Trying to fight back
Lawmakers are finding a way to respond.
Last week when Hogan made comments on a radio program comparing the legislature to rowdy college students on spring break, Democratic lawmakers responded with a slew of Twitter responses about the work they were doing. The hashtag #NotSpringBreak trended on the social media platform in Maryland.
“You’re seeing more coordinated responses now,” Moon said. “It’s messier. It takes more time to work it out but I think you’ll see that increasingly.
Another concern for Democrats is what they call the spin in Hogan’s posts.
Sen.

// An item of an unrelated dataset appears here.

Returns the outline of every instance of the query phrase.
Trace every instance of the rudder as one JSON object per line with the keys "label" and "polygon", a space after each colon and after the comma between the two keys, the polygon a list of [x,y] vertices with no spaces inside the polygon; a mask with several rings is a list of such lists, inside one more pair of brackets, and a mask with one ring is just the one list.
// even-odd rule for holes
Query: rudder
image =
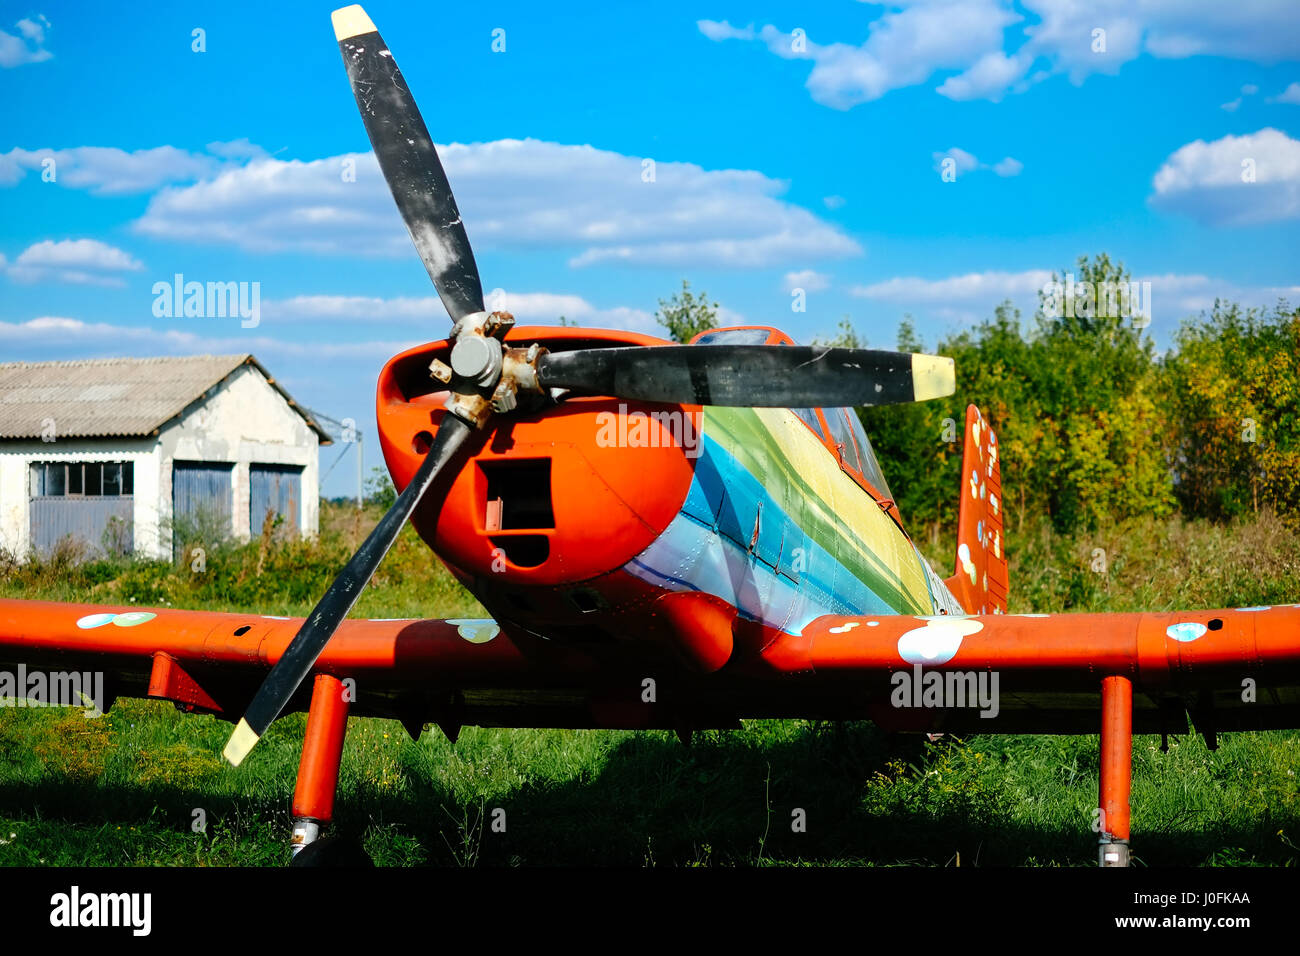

Robert A. “Bobby” Zirkin expressed irritation earlier this month when Hogan pushed for the public to pressure legislators to sustain his veto of a controversial marijuana bill that was described in a Change Maryland meme as allowing “toking while driving” — the smoking of marijuana while behind the wheel.
Zirkin responded by calling the post inaccurate and at the time offered to explain the legislation to Hogan using emojis.
“It really has fundamentally altered debate to some extent because whereas the great part of it is that there’s a lot more transparency, there’s a lot more involvement from the citizenry, which is fabulous,” Zirkin said. “The negative side is there is a lot of misinformation that gets put out and it’s hard to combat it, it’s hard to rein it back in. Someone will say something and it can be fundamentally, completely false and it gets sent out as fact; there’s no way for somebody to say that didn’t actually happen.”